Pandemic leads to increase of food-insecure people in Washington

Over 30 percent of residents say they are food insecure; residents more likely to buy nonperishables, researchers say



A third of survey participants considered themselves food insecure, and a third were also claiming unemployment benefits.

STEFFI LUDAHL, Evergreen reporter

A team of researchers found the number of food-insecure people in Washington has doubled from 1.1 million to 2.2 million since the beginning of the coronavirus pandemic. 

The WAFOOD Survey Team researched food insecurity in the state by collecting data through surveys, said Laura Lewis, WSU director of the Food Systems Program and member of the WAFOOD Survey Team. The team consists of researchers and professors from WSU, University of Washington and Tacoma Community College. 

Over 2,200 residents from 38 of the 39 counties in Washington participated in the survey, Lewis said. The survey began in June and ended in late July. 

Since the beginning of the pandemic in March, over 30 percent of Washington residents considered themselves food insecure. The team believes between 15-30 percent of residents were food insecure before the start of the pandemic, but they are still trying to establish the baseline for the original percentage, Lewis said. 

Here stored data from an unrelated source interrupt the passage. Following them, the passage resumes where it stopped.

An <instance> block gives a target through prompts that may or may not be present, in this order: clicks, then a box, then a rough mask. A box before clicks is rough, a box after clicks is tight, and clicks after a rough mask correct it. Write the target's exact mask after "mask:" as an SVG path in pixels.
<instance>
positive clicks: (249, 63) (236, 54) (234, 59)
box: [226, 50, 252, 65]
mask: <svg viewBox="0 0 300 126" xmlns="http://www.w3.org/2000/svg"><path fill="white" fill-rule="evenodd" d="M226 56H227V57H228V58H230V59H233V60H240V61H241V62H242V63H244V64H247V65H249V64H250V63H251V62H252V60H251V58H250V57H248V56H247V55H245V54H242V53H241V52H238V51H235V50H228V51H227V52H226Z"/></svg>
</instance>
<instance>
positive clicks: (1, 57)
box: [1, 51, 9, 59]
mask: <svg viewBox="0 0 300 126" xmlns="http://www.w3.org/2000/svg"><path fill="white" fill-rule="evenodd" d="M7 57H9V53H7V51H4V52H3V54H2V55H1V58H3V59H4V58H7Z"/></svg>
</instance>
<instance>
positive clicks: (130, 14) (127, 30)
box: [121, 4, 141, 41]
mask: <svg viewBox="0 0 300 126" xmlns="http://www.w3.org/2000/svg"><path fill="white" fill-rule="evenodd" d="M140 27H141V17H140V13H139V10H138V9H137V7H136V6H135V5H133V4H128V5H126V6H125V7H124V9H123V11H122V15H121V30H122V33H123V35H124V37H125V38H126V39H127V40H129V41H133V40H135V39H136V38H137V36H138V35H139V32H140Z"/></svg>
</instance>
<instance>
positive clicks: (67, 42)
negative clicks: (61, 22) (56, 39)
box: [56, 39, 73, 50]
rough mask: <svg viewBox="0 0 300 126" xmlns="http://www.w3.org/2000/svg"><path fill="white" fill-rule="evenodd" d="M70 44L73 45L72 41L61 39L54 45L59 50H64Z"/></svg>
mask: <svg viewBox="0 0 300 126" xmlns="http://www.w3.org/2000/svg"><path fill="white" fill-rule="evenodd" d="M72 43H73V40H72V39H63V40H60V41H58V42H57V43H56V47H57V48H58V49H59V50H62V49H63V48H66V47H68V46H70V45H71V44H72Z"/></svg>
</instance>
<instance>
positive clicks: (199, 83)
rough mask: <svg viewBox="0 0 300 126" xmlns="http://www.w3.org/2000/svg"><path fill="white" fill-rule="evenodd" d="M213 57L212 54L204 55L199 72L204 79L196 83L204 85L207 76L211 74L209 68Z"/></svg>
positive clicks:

A third of participants considered themselves food insecure, and a third were claiming unemployment benefits, Lewis said. 

Nearly half of the participants felt uncomfortable going into grocery stores because of COVID-19, she said.

Residents have changed their shopping habits, Lewis said. The purchase of perishable foods, like meats and seafood, greatly decreased. The purchase of nonperishable items, like rice and soups, increased. 

Twenty-five percent of participants said they were embarrassed to use a food bank or admit they were food insecure, Lewis said. 

“I think it’s really important for people to realize that … they may not have thought that they knew someone who was food insecure prior to COVID,” she said. “Chances are, they do now.”

Participants were asked about their education, race, marital status and income. Researchers wanted to know if any of these factors contributed to food insecurity, she said.

Researchers were interested in participants’ ability to obtain food assistance, through using food banks or food distribution centers, Lewis said. 

They also wanted to know if participants were using food assistance programs, such as the Supplemental Nutrition Assistance Program or the Women, Infants and Children program, she said. People aged 18 years or younger can also access school meal programs.

In Pullman, resources like Office for Access & Opportunity Food Pantry, Community Action Center and Little Free Pantry are available for people to use.

Lewis said she was already collaborating with researchers from University of Washington on projects relating to food systems before the pandemic. University of Washington secured a rapid research response grant to fund a study on food insecurity during the pandemic. 

The WAFOOD Survey Team will release another survey regarding the impact of food insecurity on Washington residents during the pandemic.